Extensions in a Headless World
But what about extensions? In Magento, extensions can plug themselves into the default Magento pages using the Magento layout engine. A key design goal of Magento is you can purchase an extension and have it “just work”.
Extensions can be back-end oriented (e.g. a different tax calculation engine, a different promotions engine, etc). These extensions have minimal or no change in the consumer experience (presentation tier) and so are easy to add to a headless Magento installation.
Recommendation to Extension Developers
Extension developers need to think whether their extensions are suitable for supporting headless Magento deployments. Some extensions may simply not be suitable for that purpose.
Some extensions sit behind the scenes of Magento. If an extension only adjusts the Admin panel, then that extension may “just work” in headless scenarios. (Headless scenarios generally only make sense with the consumer experience – the cost of reworking the Admin panel would probably never be worth the investment.)
Is “headless Magento” a major strategic direction for the future? That would be overstating it. But it is a valid use case and one Magento will continue to support.
The simple recommendation this blog makes for extension developers is to consider, where appropriate, providing REST APIs to functionality of your extensions. This will make the extension potentially valuable in headless scenarios, unlike extensions that only hook into the Magento layout engine.

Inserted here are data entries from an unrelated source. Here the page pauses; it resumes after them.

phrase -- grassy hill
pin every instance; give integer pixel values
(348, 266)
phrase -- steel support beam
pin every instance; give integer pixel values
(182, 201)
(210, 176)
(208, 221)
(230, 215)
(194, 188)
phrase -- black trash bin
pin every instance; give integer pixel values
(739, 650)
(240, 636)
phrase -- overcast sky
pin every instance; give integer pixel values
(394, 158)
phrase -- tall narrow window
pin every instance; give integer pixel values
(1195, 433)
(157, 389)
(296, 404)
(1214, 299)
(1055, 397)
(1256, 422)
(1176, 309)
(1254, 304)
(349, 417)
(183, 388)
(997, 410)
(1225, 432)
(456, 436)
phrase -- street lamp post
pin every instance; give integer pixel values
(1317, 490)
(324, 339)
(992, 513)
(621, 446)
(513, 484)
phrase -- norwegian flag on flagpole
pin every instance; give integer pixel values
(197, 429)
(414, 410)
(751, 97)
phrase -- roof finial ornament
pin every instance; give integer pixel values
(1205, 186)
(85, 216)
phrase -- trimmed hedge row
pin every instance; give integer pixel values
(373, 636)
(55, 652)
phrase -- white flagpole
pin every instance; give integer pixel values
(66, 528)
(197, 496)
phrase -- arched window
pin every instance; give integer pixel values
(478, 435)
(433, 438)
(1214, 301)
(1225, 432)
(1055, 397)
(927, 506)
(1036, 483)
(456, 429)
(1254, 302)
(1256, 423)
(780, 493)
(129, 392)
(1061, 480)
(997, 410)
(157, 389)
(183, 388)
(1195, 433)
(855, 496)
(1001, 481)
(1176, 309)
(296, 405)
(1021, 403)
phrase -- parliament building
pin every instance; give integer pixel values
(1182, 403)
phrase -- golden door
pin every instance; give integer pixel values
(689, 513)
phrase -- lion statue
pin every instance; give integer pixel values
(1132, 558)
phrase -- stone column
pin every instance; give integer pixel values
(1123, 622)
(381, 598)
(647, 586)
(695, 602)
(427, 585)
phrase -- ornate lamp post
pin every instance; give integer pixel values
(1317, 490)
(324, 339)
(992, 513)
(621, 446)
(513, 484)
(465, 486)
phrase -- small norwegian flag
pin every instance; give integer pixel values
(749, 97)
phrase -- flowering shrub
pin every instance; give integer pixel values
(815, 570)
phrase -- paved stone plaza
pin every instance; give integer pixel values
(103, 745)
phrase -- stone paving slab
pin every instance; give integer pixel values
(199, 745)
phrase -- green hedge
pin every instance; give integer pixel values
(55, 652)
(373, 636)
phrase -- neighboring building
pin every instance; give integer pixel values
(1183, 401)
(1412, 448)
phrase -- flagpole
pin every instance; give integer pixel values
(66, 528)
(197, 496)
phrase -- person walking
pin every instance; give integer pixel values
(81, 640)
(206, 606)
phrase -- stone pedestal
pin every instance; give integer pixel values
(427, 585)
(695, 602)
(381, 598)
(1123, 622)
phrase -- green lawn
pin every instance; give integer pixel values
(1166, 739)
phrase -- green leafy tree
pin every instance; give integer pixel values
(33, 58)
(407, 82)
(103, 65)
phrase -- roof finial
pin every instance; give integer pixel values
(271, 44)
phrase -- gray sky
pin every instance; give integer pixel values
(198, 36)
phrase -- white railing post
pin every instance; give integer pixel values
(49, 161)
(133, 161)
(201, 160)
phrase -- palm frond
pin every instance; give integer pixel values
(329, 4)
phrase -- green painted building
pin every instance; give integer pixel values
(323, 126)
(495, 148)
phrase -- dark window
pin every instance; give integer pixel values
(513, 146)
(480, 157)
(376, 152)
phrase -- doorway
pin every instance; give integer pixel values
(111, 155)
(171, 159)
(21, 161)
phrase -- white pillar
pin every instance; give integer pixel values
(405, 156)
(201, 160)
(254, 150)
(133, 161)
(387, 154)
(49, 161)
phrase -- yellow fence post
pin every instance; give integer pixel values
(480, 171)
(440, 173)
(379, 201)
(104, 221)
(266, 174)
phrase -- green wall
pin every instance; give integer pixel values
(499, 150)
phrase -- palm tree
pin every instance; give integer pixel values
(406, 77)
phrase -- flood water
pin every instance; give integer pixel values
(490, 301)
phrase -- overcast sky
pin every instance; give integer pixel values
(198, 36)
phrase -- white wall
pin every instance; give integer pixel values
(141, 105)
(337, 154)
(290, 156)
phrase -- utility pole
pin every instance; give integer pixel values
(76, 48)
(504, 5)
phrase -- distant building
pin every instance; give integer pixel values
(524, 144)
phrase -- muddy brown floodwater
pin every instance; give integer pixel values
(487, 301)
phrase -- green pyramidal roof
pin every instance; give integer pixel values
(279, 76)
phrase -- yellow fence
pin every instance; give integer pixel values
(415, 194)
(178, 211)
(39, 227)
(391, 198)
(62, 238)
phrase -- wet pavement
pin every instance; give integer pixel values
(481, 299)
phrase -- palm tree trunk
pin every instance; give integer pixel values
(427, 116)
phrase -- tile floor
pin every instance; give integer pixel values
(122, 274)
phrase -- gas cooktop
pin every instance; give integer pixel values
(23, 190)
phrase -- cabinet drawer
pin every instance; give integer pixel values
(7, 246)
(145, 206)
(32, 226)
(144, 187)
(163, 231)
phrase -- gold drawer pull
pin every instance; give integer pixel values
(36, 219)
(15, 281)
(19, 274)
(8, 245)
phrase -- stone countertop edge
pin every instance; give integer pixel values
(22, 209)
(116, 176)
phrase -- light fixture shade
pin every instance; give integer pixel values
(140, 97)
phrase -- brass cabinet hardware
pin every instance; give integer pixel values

I enjoyed your article. In response to extensions question, I see two feasible scenarios (there are probably more):
1) Would it not be possible to have extension developers add methods to the API that serve up the required injections to the front end (e.g., a JSON object that provides the appropriate endpoints, even the script tag) for the front end designer to work with? In addition, they could provide snippets or SDKs for various front-end languages (e.g., Angular 2 components or jQuery libraries)?
Of course, this requires more work on the part of the developer to adapt the code/SDKs.
2) Extend the Magento APIs to include ‘through points’ for the extension. In effect, the extension would simply extend the API endpoints/methods available for the front-end designer to tap into. If data is being served up by a 3rd party, it would work in a fashion similar to payment tokenization where the data traffics through Magento, but, is coming from an external source.
Interesting post, which presents some interesting challenges for QA of Marketplace extensions. Should we require a minimum level of decapitability from curated extensions? Or at least require that the level of support the extension provides be documented in their marketing material? Questions to ponder, I think.
I’m also delighted by the edited Ultima VII graphic. Not sure if it’s art by Jeff Dee or Denis Loubet, but like the Ultimas themselves, both are beloved Austin institutions, and it’s lovely to see such a hat-tip to them 🙂
Hey Alen , Do you think Ionic 2 is ready for Magento 2 app?
Interesting concept – a few of my clients are ‘kind of’ using Magento in this fashion but the phrase ‘headless Magento’ sums it up really nicely.